Posted on: 24/01/2017
EDF opens Scottish office to support renewable growth
French power giant EDF has opened an office in Edinburgh to help grow its renewable energy business.
The company already supplies 40% of Scotland’s electricity, due largely to its ownership of the Hunterston B and Torness nuclear power stations.
Chief executive Vincent de Rivaz said: “We are already the largest generator of low carbon electricity in Scotland and have plans to significantly increase our renewables capacity.”
> Read EDF's announcement
Carbon Trust looks at floating wind
The Carbon Trust has opened a series of tenders to assess the technology behind floating wind farms.

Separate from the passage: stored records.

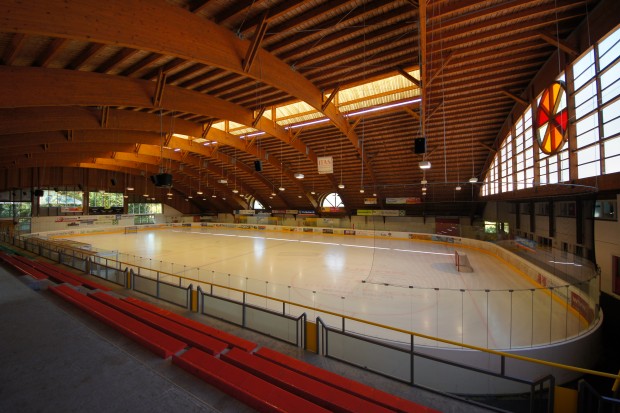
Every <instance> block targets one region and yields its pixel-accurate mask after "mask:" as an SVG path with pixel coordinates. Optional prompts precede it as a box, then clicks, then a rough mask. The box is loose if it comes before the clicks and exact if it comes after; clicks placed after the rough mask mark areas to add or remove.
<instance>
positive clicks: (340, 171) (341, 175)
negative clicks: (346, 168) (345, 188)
mask: <svg viewBox="0 0 620 413" xmlns="http://www.w3.org/2000/svg"><path fill="white" fill-rule="evenodd" d="M343 166H344V165H343V164H342V139H340V183H339V184H338V188H340V189H344V184H343V183H342V169H343Z"/></svg>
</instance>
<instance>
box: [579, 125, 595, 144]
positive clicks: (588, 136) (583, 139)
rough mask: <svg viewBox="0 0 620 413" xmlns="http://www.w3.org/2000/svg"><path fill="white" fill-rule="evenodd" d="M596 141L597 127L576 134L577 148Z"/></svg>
mask: <svg viewBox="0 0 620 413" xmlns="http://www.w3.org/2000/svg"><path fill="white" fill-rule="evenodd" d="M596 141H598V129H592V130H591V131H590V132H587V133H584V134H583V135H580V136H577V148H583V147H584V146H588V145H590V144H592V143H594V142H596Z"/></svg>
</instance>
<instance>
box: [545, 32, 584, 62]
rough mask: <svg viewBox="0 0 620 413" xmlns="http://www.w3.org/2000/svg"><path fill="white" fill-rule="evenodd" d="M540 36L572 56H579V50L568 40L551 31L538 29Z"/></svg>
mask: <svg viewBox="0 0 620 413" xmlns="http://www.w3.org/2000/svg"><path fill="white" fill-rule="evenodd" d="M538 37H540V38H541V39H542V40H544V41H545V42H547V43H549V44H550V45H552V46H554V47H557V48H559V49H560V50H562V51H563V52H565V53H568V54H570V55H571V56H577V55H578V54H579V52H578V51H577V50H575V49H573V48H572V47H571V46H569V45H568V44H567V43H566V42H564V41H562V40H560V39H558V38H557V37H555V36H552V35H550V34H549V33H546V32H544V31H542V30H541V31H538Z"/></svg>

The project – which is supported by Dong Energy, Eolfi, Eon, Innogy, the Scottish Government and Statoil – will consider the anticipated risks and opportunities of developing floating wind farms at commercial scale.
Rhodri James, Manager at the Carbon Trust, said: “Floating wind presents an opportunity to harness strong wind resource in deep water locations, unlocking new markets for offshore wind.”

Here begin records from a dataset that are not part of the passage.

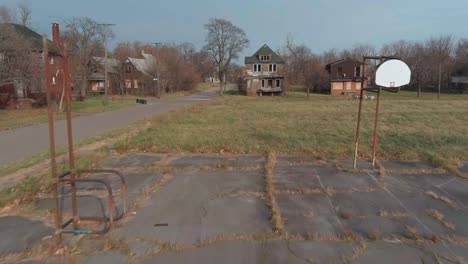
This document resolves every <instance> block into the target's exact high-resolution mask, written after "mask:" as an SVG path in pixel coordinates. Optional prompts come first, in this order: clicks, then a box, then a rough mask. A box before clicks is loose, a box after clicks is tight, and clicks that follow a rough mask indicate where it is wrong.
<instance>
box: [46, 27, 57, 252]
mask: <svg viewBox="0 0 468 264" xmlns="http://www.w3.org/2000/svg"><path fill="white" fill-rule="evenodd" d="M42 40H43V57H44V73H45V74H44V75H45V86H46V96H47V117H48V126H49V142H50V165H51V170H52V178H53V193H54V205H55V235H56V239H57V244H58V245H60V244H61V243H62V226H61V223H62V216H61V212H60V208H59V207H60V205H59V198H58V186H59V178H58V175H57V161H56V158H55V133H54V115H53V113H52V101H51V99H52V98H51V92H52V85H51V74H50V66H49V47H48V42H47V41H48V40H47V36H43V38H42Z"/></svg>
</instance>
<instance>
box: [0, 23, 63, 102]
mask: <svg viewBox="0 0 468 264" xmlns="http://www.w3.org/2000/svg"><path fill="white" fill-rule="evenodd" d="M9 34H16V36H18V37H19V38H21V40H22V41H23V42H24V43H27V45H19V46H20V47H17V48H19V49H22V48H24V47H25V46H27V47H28V48H27V50H15V48H13V49H12V48H8V49H7V50H2V47H0V59H1V60H2V62H1V63H2V74H1V75H0V108H28V107H31V105H32V102H33V100H32V99H37V100H41V101H43V99H44V98H45V96H44V93H45V85H44V77H45V76H44V74H43V68H44V64H43V53H44V50H43V40H42V35H41V34H39V33H37V32H35V31H33V30H31V29H29V28H28V27H25V26H23V25H18V24H13V23H3V24H0V35H3V36H6V38H7V39H3V41H12V40H11V39H9V38H10V37H9ZM52 36H53V42H52V41H50V40H49V41H48V46H49V47H48V55H49V63H50V72H51V75H52V76H51V80H50V81H51V83H52V92H53V95H55V97H57V96H58V95H59V94H60V93H61V91H62V88H63V80H64V78H63V65H62V56H61V54H60V52H59V49H60V32H59V25H58V24H57V23H53V24H52ZM11 43H12V44H14V43H13V42H11ZM21 47H22V48H21ZM15 52H20V53H21V54H28V56H27V57H26V56H24V55H21V56H20V58H15V56H18V53H16V55H15ZM29 55H31V56H29ZM25 59H26V60H27V62H26V63H25V61H23V60H25Z"/></svg>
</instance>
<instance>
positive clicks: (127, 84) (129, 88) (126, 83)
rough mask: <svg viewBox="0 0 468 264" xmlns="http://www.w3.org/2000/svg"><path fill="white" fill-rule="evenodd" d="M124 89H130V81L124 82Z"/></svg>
mask: <svg viewBox="0 0 468 264" xmlns="http://www.w3.org/2000/svg"><path fill="white" fill-rule="evenodd" d="M125 88H127V89H130V88H132V81H131V80H125Z"/></svg>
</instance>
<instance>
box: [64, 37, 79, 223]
mask: <svg viewBox="0 0 468 264" xmlns="http://www.w3.org/2000/svg"><path fill="white" fill-rule="evenodd" d="M63 72H64V78H65V102H66V103H67V107H66V112H67V136H68V157H69V162H70V178H71V179H72V181H71V183H70V190H71V195H72V213H73V228H74V229H78V228H79V221H80V219H79V217H78V208H77V202H76V184H75V182H74V181H73V180H74V179H75V177H76V171H75V156H74V154H73V129H72V115H71V91H70V68H69V63H68V51H67V45H66V44H63Z"/></svg>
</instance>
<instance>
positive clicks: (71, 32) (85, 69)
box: [64, 17, 112, 97]
mask: <svg viewBox="0 0 468 264" xmlns="http://www.w3.org/2000/svg"><path fill="white" fill-rule="evenodd" d="M65 27H66V29H67V31H66V32H64V37H65V39H66V41H67V42H68V43H69V45H68V46H69V47H70V48H71V49H72V51H71V52H72V53H73V54H74V56H73V59H74V64H75V68H76V76H75V79H79V80H80V81H81V84H80V96H81V97H86V89H87V86H88V74H89V72H88V70H89V69H88V63H89V61H90V60H91V57H92V56H93V55H95V54H98V53H102V50H103V49H104V48H105V47H104V46H103V40H104V35H105V34H107V36H108V37H109V36H112V33H111V32H105V30H106V28H107V30H109V31H110V30H111V29H110V27H102V26H101V25H99V24H98V23H97V22H96V21H94V20H93V19H91V18H89V17H75V18H72V19H70V20H68V21H66V22H65Z"/></svg>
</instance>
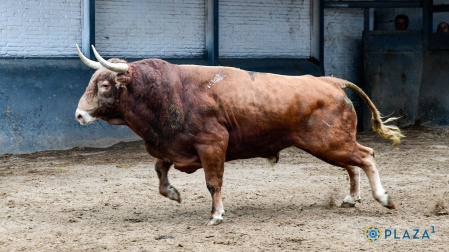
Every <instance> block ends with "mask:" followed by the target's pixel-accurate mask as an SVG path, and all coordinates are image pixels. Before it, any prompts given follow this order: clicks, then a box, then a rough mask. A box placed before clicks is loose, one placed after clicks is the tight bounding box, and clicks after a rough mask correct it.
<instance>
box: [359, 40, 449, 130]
mask: <svg viewBox="0 0 449 252" xmlns="http://www.w3.org/2000/svg"><path fill="white" fill-rule="evenodd" d="M436 39H438V38H436ZM441 39H442V40H441V41H439V42H444V41H445V40H444V39H445V38H441ZM422 41H423V39H422V35H421V32H413V31H407V32H396V31H391V32H370V33H369V34H368V36H366V37H365V39H364V67H365V77H366V87H365V90H366V91H367V93H368V94H369V96H370V97H371V98H372V100H373V102H374V104H375V105H376V106H377V108H378V109H379V111H380V112H381V113H383V114H384V115H391V116H400V117H401V119H399V121H398V126H400V127H404V126H409V125H412V124H415V123H422V124H426V125H429V126H435V125H448V124H449V91H448V90H447V87H448V81H447V73H449V50H447V48H444V46H443V47H442V48H443V49H442V50H438V51H423V48H422ZM437 42H438V41H433V42H432V44H436V45H437V44H438V43H437ZM440 44H441V43H440ZM364 115H365V116H364V119H363V126H364V129H365V130H366V129H369V128H370V125H371V122H370V121H371V113H368V111H367V110H366V109H365V113H364Z"/></svg>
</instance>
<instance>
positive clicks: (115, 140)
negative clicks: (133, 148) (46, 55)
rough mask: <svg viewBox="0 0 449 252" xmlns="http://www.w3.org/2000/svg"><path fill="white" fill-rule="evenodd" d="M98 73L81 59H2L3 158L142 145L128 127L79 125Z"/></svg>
mask: <svg viewBox="0 0 449 252" xmlns="http://www.w3.org/2000/svg"><path fill="white" fill-rule="evenodd" d="M93 72H94V71H93V70H91V69H89V68H87V67H86V66H84V65H83V64H82V63H81V62H80V60H79V59H0V73H1V78H0V126H1V128H0V154H4V153H29V152H34V151H38V150H51V149H67V148H71V147H75V146H107V145H111V144H114V143H117V142H118V141H120V140H127V139H130V138H133V139H137V138H136V137H135V134H134V133H133V132H132V131H131V130H129V129H128V128H127V127H125V126H110V125H108V124H107V123H105V122H103V121H99V122H95V123H94V124H92V125H89V126H81V125H80V124H79V123H78V122H77V121H76V120H75V116H74V115H75V110H76V107H77V105H78V100H79V98H80V97H81V96H82V94H83V93H84V90H85V88H86V86H87V83H88V82H89V79H90V77H91V75H92V74H93Z"/></svg>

> View the Carbon Trust's announcement
Green Deal Finance Company bought
Greenstone Finance and Aurium Capital Markets have bought the Green Deal Finance Company (GDFC) for £40 million.
The GDFC has a loan book worth some £43.8m.

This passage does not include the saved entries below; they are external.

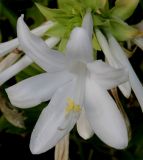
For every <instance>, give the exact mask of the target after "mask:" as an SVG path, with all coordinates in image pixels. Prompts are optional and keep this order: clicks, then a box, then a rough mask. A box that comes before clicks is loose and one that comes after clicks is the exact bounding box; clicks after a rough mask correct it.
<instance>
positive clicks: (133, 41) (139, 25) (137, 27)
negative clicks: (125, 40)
mask: <svg viewBox="0 0 143 160" xmlns="http://www.w3.org/2000/svg"><path fill="white" fill-rule="evenodd" d="M134 27H135V28H137V29H138V30H139V31H140V32H141V33H142V32H143V20H141V21H140V22H139V23H138V24H136V25H134ZM132 41H133V43H134V44H136V45H137V46H138V47H139V48H140V49H142V50H143V36H138V37H136V38H134V39H133V40H132Z"/></svg>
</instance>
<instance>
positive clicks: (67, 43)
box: [66, 27, 93, 62]
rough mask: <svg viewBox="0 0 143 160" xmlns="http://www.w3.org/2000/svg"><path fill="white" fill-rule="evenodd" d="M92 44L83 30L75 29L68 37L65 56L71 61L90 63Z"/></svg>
mask: <svg viewBox="0 0 143 160" xmlns="http://www.w3.org/2000/svg"><path fill="white" fill-rule="evenodd" d="M92 52H93V50H92V44H91V40H90V38H89V36H88V34H87V32H86V30H85V29H83V28H80V27H76V28H74V29H73V31H72V32H71V35H70V39H69V41H68V43H67V47H66V56H67V58H68V59H69V60H70V61H71V60H77V61H78V60H82V61H84V62H91V61H92V59H93V58H92Z"/></svg>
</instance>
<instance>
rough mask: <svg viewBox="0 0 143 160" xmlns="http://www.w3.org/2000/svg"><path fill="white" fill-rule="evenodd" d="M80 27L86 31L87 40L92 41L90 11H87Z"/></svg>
mask: <svg viewBox="0 0 143 160" xmlns="http://www.w3.org/2000/svg"><path fill="white" fill-rule="evenodd" d="M82 27H83V28H84V29H85V30H86V31H87V33H88V35H89V38H90V39H92V34H93V20H92V15H91V12H90V11H87V12H86V14H85V16H84V18H83V21H82Z"/></svg>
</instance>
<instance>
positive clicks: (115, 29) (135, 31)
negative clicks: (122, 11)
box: [109, 19, 138, 41]
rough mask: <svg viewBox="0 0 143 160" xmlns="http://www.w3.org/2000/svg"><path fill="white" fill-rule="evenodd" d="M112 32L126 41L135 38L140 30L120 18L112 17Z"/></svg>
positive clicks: (120, 37) (118, 39)
mask: <svg viewBox="0 0 143 160" xmlns="http://www.w3.org/2000/svg"><path fill="white" fill-rule="evenodd" d="M109 30H110V32H111V33H112V34H113V35H114V36H115V37H116V38H117V39H118V40H119V41H126V40H129V39H132V38H134V37H135V36H137V34H138V30H137V29H135V28H133V27H131V26H129V25H128V24H127V23H125V22H123V21H121V20H120V19H112V20H110V21H109Z"/></svg>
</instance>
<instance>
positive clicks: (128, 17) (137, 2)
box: [111, 0, 139, 20]
mask: <svg viewBox="0 0 143 160" xmlns="http://www.w3.org/2000/svg"><path fill="white" fill-rule="evenodd" d="M138 3H139V0H116V2H115V7H113V8H112V9H111V15H112V16H116V17H119V18H121V19H122V20H126V19H127V18H129V17H130V16H131V15H132V14H133V12H134V10H135V9H136V7H137V5H138Z"/></svg>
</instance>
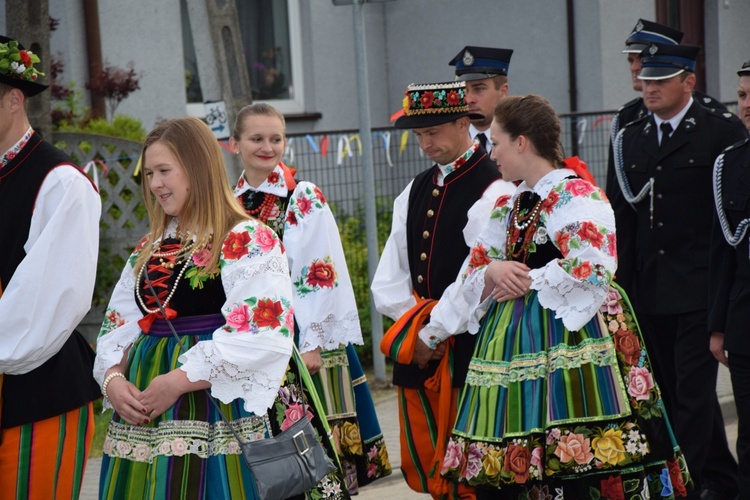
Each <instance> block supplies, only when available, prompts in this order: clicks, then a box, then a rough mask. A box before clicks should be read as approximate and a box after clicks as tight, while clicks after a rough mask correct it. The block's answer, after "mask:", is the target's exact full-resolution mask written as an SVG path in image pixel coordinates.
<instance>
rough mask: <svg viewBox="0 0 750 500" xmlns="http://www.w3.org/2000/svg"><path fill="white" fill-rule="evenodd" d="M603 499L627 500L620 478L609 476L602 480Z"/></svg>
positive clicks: (621, 479)
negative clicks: (603, 498)
mask: <svg viewBox="0 0 750 500" xmlns="http://www.w3.org/2000/svg"><path fill="white" fill-rule="evenodd" d="M601 489H602V498H606V499H607V500H625V490H624V489H623V487H622V478H621V477H620V476H609V477H608V478H607V479H602V480H601Z"/></svg>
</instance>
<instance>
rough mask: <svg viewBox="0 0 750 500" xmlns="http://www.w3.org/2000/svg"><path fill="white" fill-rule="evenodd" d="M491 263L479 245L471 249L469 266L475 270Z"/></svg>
mask: <svg viewBox="0 0 750 500" xmlns="http://www.w3.org/2000/svg"><path fill="white" fill-rule="evenodd" d="M490 262H492V259H490V258H489V257H488V256H487V249H486V248H484V245H482V244H481V243H480V244H479V245H477V246H475V247H473V248H472V249H471V257H470V258H469V266H470V267H472V268H474V269H476V268H478V267H480V266H486V265H487V264H489V263H490Z"/></svg>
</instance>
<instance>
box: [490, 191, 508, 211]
mask: <svg viewBox="0 0 750 500" xmlns="http://www.w3.org/2000/svg"><path fill="white" fill-rule="evenodd" d="M509 201H510V196H508V195H507V194H504V195H502V196H501V197H499V198H498V199H497V200H495V207H494V208H500V207H504V206H506V205H507V204H508V202H509Z"/></svg>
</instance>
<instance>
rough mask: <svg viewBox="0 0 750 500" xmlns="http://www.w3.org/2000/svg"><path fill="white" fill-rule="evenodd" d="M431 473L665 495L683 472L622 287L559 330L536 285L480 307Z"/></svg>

The UK Government withdrew support from the GDFC in July 2015.
> See the GDFC's statement
Masdar buys stake in Statoil wind project
Norwegian energy company Statoil has sold a 25% stake in its Hywind floating wind farm off the coast of Scotland to United Arab Emirates-based firm Masdar.
The floating turbines are being built in Spain and will be assembled in Norway before being sailed into Scottish waters this summer.
The pilot project is expected to generate enough power for 20,000 homes.
> See Statoil's statement
Home battery trial launched
Northern Powergrid, Moixa and Energise Barnsley have launched a trial to determine if clusters of home batteries can increase capacity on the electricity network and enable more homes to install solar panels.
Batteries are being installed in 40 homes in Oxspring, near Barnsley under the trial.
Simon Daniel, Chief Executive at Moixa, said: “By managing clusters of home batteries in a virtual power plant and allowing homeowners to use more of their solar energy – thereby exporting less – we believe we can significantly reduce peak solar generation output onto the network.”